In lower-economic neighborhoods, there are usually a lot of little stores. They charge up the wazoo for everything. Part of it is because they cannot have “loss leaders” or buy in large quantities like supermarket chains do. I understand this, having helped run a co-op grocery store in the 70s.
But part of it is greed and racism, too. It’s cheap to rent business space in low-income neighborhoods. Business owners always pay themselves first, and I understand this. But when I see how people who own these places live, and what cars they drive, and how they dress, it makes me mad.
Sure, they’re entitled to charge whatever they like and buy whatever they like and live wherever they like, but the profits they are pulling out of those places is, in my opinion, obscene. And many neighborhood people cannot get to the supermarket, so they are stuck. They live in “food deserts”.
Food deserts are areas where there is no fresh, healthy food, just places that sell high-profit junk like chips and soda and candy etc. And these areas are usually in poor neighborhoods.
And, I don’t know if any of you have ever patronized places like this, but if you ever do, watch how the owners treat the customers. It seems as if, to the owners, everyone is a criminal.
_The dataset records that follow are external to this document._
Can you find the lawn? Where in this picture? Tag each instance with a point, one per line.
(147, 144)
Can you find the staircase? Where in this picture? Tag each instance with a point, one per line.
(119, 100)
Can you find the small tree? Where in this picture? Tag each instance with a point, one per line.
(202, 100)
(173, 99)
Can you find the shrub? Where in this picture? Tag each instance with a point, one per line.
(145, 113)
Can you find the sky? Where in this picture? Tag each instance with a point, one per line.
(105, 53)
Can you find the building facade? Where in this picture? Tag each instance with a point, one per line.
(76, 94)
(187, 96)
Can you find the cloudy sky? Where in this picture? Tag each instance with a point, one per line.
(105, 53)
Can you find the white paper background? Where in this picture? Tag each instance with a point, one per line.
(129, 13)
Many of these businesses are run by immigrants from Asia, the Middle East, and Pakistan (yes, I know Pakistan is South Asian, I write it this way to distinguish them from China and Vietnam). I think it’s putting it mildly to state that a lot of those types of business owners come from fairly racist cultures, and they don’t necessarily drop that when they come here.
Not all. It’s never all people. It’s a trend I have seen and that others have expressed to me. The hostility sometimes goes both ways – but, in the case of the community’s attitude towards the shopkeepers, it’s got a class basis to it.
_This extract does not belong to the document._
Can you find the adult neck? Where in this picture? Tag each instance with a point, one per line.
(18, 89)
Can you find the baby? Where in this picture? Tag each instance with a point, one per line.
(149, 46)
That doesn’t make it right, but it makes it a bit more understandable, in context.
So, when you look at all that, and add gangs to the mix, and stir in some impressionable youth, is it any wonder there is looting during riots? Those folks aren’t just in “gimme” mode, they’re pissed off at being ripped off by these little places. Little places who never seem to give a damn thing back to the community.
Rite Aid got hit, probably, because they have things people need. When I see a picture of a youth proudly holding up a package of toilet paper that he just stole (yes, toilet paper, not a damn stereo), it becomes clear. Rite Aid’s prices are not bad, and they take EBT (I know, because I shop there), but they can have shitty attitudes towards the poor. Again, this is personal experience.
An experience with Rite Aid last year…
Complaining for being treated “less than” because my bank debit card wouldn’t go through. Having the cashier tell me, “Your card’s no good, I’m not running it again” as she snatched up the non-food items and left the counter.
Calling the district manager to complain. And being told that “the cashier didn’t really mean it, and they are new employees.” No apology or anything.
And I’m white. I can only imagine how that scene would have gone down in the store and on the phone had I been any other color. How did the cashier know I was poor? I had already paid for the food portion with my EBT card. How kind of them to let me leave their store with the food purchases, anyway.
I don’t know if that Rite Aid in Baltimore had rude employees. But rioting and looting do not happen in a vacuum.
There are reasons behind behavior – some of it is anger, as I said; some of it is egging on by the Twitter provocateur; some of it is just being tired of never having enough money for anything (like toilet paper – do you see now?); part of it is gangs; and part of it is group-think.
“Group-think” – That’s when groups seem to operate en masse, and it’s not a race or class thing, it’s a human thing.
So I hope in the coming months we see some healing and rebuilding. I would like to see a police-community relations board established (yes, it is too bad my dad can’t run it). I would like to see the community come back stronger and unified. I would like to see economic development, too, as well as social programs.
Baltimore could be a future model for how a city treats its poorer citizens. I really hope that happens.
Today’s weirdness comes from the NPR website “The Two-Way (Breaking News from NPR)”. An ancient manuscript from the 14th century depicts a character that looks surprisingly like Yoda. (“Yoda? Is It Thou? Figure in 14th-Century Manuscript Looks Familiar”, Bill Chappell, The Two-Way website, 4/16/2015)
And…recommendations for this week? Those of you who are sentimental (I am) and who have cable (I don’t, sadly) ought to check out the Hallmark Channel’s “When Calls the Heart”. It’s about a woman who travels out west from the northeast to teach children in a one-room schoolhouse. It’s really well-done. I wish I could watch it but all I can do is pass the word on to those of you who can.
Be good. Be kind. Be grateful that you don’t have to start a riot to get someone to listen to you.